She won't touch even the SD, she shows no interest in it whatsoever. I called the shelter to see if they knew when the last time she actually ate was (I know she hasn't since about 1:30p yesterday, that's when we got to the shelter) and they're not sure because they free feed the cats... so I made no progress there. They also couldn't tell me how much of her diet was actually the science diet, and how much of it was random donation food. I understand, as they have over 300 cats and it's all volunteers, I just wish there was a way of knowing what she actually likes. Heck i'll go buy Special Kitty (wal mart brand) if it means getting food into her today.
Is there a tastier kibble I could go pick up? Heck, I'm open to going and picking up a small bag of everything at this point! lol.



rannmiller said:


> Once she is settled in and eating regularly, THEN I would recommend really trying to switch her to something better. In the mean time, just getting her to eat is the important thing.

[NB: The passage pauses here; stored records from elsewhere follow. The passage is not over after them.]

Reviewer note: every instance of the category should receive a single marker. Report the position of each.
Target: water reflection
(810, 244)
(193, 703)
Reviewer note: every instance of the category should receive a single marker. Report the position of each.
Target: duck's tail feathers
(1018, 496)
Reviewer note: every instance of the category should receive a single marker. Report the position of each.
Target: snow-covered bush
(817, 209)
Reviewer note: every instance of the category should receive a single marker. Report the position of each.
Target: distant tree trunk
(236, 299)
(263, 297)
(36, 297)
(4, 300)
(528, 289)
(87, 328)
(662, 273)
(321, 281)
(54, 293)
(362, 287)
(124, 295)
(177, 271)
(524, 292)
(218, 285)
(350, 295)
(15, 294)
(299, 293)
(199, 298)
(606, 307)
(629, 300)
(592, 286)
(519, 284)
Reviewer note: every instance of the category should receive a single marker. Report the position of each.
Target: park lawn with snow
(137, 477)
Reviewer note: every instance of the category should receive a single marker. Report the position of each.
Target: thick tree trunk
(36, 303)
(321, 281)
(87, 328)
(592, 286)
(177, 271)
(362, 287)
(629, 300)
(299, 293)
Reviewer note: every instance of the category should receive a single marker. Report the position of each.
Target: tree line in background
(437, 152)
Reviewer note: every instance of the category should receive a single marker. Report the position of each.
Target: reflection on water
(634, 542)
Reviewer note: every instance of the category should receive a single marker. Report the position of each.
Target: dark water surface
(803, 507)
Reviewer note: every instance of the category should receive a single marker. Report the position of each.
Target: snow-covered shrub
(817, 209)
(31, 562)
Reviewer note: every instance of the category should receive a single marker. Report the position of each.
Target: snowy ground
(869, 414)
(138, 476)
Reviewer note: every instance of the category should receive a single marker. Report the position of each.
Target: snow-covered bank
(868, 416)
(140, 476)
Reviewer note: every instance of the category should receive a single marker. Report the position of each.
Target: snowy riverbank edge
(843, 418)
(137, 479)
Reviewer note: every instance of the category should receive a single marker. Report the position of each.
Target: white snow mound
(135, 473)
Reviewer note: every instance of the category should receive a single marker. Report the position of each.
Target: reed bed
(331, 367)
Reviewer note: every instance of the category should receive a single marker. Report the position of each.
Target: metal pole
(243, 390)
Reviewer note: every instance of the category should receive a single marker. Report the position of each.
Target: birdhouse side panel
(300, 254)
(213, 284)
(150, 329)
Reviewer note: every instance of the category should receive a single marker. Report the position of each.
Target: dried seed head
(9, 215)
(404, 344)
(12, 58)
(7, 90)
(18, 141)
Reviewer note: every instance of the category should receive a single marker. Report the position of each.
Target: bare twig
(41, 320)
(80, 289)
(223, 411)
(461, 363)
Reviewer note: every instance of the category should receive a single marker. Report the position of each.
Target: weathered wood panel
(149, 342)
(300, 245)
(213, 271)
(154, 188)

Oh, I know. I have the SD avaliable, which she won't touch. I'm just offering other things with hopes. 



rannmiller said:


> Unfortunately with cats, you have to cater to their every whim and fancy. So just get her settled in and eating regularly, and offer her some other things too but always make the SD available to her. When she is finally eating normally, THEN you can really try to get her on something healthy. Good luck!


I knew that before getting her, we've been wanting a cat since we got engaged, so we've done our reading. It's just hard to cater to her when I don't know her yet. I don't know what she likes. I'm open to working up from the bottom, even if it means working from SD to grain free kibble to canned to raw, it's that i can't find anything yet. 

So far i've offered her:
The dry science diet
Halo salmon canned
wellness chicken and beef canned
raw ground beef
raw chicken

I'm going to give Grissom a little treat of sardines for lunch and i'll offer Tilly some of that. 


in the meantime, I'm going to go to the store, and grab tiny bags of.. well, everything. Worse case scenario I buy way too much, and if that's the case I'll donate to the shelter what she won't eat, or throw some of it in our emergency food storage. (Jon and I always keep at least two weeks of non parishables for ourselves in food storage, and we always keep a big bag of canidae in storage for the dogs- just in case. I know, we're weird.)


----------



## jdatwood (Apr 13, 2009)

You can ask the pet store if they have any samples you can have.... explain your situation.


----------



## CorgiPaws (Mar 31, 2009)

danemama08 said:


> Don't be sorry, this is what we are here for :wink:
> 
> Ask all the questions you need to!


Thanks. I just care about my pets soo flippin' much, I want to do everything righ and make sure they're well taken care of. It felt great to take Grissom to the shelter yesterday to meet tilly, and every volunteer commented on how amazing his coat is. 



danemama08 said:


> Not at all. Not every cat will take to raw food, I know this because one of mine starved herself (before I knew better) and got hepatic lipidosis. Cats are very stubborn and will not do anything that they didn't want to do in the first place. Its totally not the end of the world if she doesn't end up eating raw. In a way, you kind of have to trick her into eating raw, or make it her idea.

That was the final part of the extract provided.